You can always depend on George Orwell for bitter medicine. Here's this passage from his essay "No, Not One," written a couple of months before the attack on Pearl Harbor and when Europe's future was looking mighty bleak:

The notion that you can somehow defeat violence by submitting to it is simply a flight from fact. As I have said, it is only possible to people who have money and guns between themselves and reality. But why should they want to make this flight, in any case? Because, rightly hating violence, they do not wish to recognize it is integral to modern society and that their own fine feelings and noble attitudes are all the fruit of injustice backed up by force.
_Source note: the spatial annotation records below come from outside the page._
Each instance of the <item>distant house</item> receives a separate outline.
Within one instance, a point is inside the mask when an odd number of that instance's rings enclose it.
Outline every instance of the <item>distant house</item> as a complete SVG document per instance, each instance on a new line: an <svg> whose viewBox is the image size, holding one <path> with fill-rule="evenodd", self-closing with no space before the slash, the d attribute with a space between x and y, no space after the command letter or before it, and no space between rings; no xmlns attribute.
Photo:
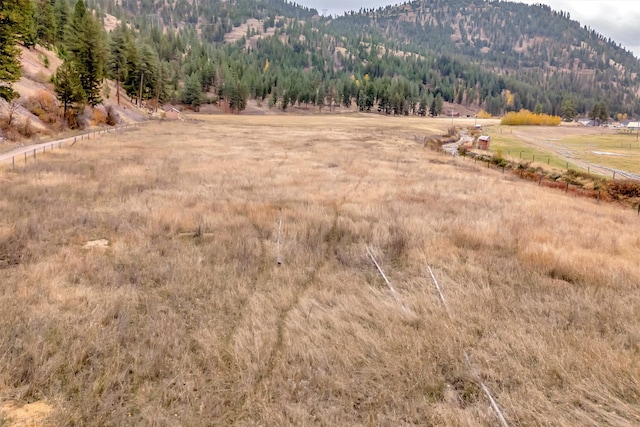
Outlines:
<svg viewBox="0 0 640 427"><path fill-rule="evenodd" d="M170 110L165 111L164 118L167 120L182 120L180 110L177 108L171 108Z"/></svg>
<svg viewBox="0 0 640 427"><path fill-rule="evenodd" d="M488 150L489 144L491 144L491 137L488 135L481 135L478 138L478 148L480 150Z"/></svg>
<svg viewBox="0 0 640 427"><path fill-rule="evenodd" d="M582 126L597 126L598 125L595 120L591 120L591 119L579 119L578 123L580 123Z"/></svg>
As a guy of moderately liberal impulses, this passage chills me. No one likes to consider the origin of his prejudices. It gets better:
They do not want to learn where their incomes come from. Underenath this lies the hard fact, so difficult for many people to face, that individual salvation is not possible, that the choice before human beings is not, a a rule, between good and evil but between two evils. You can let the Nazis rule the world; that is evil; or you cn throw them by war, which is also evil. There is no other choice before you, and whichever you choose you will not come out with clean hands....
There it is, without equivocation, in prose as lean and affectless as a reporter can write. Orwell then reaches this conclusion:
We only have the chance of choosing the lesser evil and of working for the establishment of a new kind of society in which common decency is possible...
And this explains in part why I supported the war. Despite the lies, compromises, failures, and incompetence.